We have over 1,000 e-commerce companies in Nigeria. First of all, this environment is not friendly for business but it’s our country and we have to be proud if it. We are not in the top three but we are among the top 10. The top three won’t remain there forever. It’s just about the capacity of their funding and that makes them control about 45 percent of the market. It’s difficult to say what our market share is but we are determined to be among the top three in a few years to come.
What are your strategies for achieving that feat?
Like I say, if you don’t understand your past, you won’t know where you are going to. We are competitive and working out different plans from what others are doing. First, we have a very customer-friendly site and our application would be ready before the end of the year. We have also developed tailor-made offline shops, which we sat down and analyzed and discovered that the average Nigerian wants to hear about the product, wants to see it and probably touch it before he pays and that is the essence of the pay-on-delivery strategy. What we decided to do was to have strategic retail malls in cosmopolitan areas. At present, we have a mall at Lekki and another at Victoria Island. Another two are coming up in the mainland, before a couple of months time. What we are trying to do is to assure people that we are close to them. You can begin to see us as a traditional shopping mall and that elicits confidence. See what is happening in the banking sector where you can do almost everything online but you still see physical structures where you can complain. As time goes on, we may not need it but because of the peculiarity of our people, it makes a lot of sense to have a platform that can make customers comfortable. Shoppers’ comfort is very important to us, because there is a place to go whenever you are dissatisfied. Our vision is to have at least one traditional mall in each state of the federation.
Nigerians complain about global recession and that may be affecting patronage, leaving one to wonder if people still shop. Do people still shop as often as you expect?
I am glad you said it is a global thing. We are not the worst hit. Yes, we are currently going through recession but we are still one of the best. Every country, at a point in its history, has had to go through such recession. I so much believe in this country that the future is so bright and I need sunshades to protect my vision from the brightness. Yes, fluctuation of the naira exchange rate is a huge problem and even some of our foreign suppliers are affected. This only motivates us to develop the local market as 70 percent of what we sell are consumables.
Are you saying your company will weather the storm if the recession persists?
Yes, we are expanding daily. It’s just that the rate has dropped but not significantly. The truth is we are not struggling and I strongly believe in the potentials of this country. Only Nigerians can fix this country.
In what way can government aid the sector to measure up to international best practices?
We go as far as selling produce and with good roads, farmers in rural areas can easily transport their produce. We can even sign an MoU with these farmers, the same way we do with our international suppliers.

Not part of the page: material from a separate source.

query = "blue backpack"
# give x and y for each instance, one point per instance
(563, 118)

That would definitely help our business. Second is arresting the fluctuation of the naira. I would be deceiving myself if I say it’s not affecting us. We also want stability in the country. Let us see the need to come together as a country and work out things. That is when we would be proud of the country and call it our home. America, today, was not built by the government but by individuals like Mark Zuckerberg, Bill Gates, Henry Ford, Steve Jobs, you name them. All we want is an enabling environment that would be close to the ideal. These are people who wanted to deliver the system. We need security, efficient transportation facilitated by much better road networks and a defined strategy. With these, we can encourage entrepreneurs. We are employers of labour and government must continue to encourage us through tax incentives too. We are not asking them for funds; all we ask for is the enabling environment that would make us competitive with our foreign counterparts.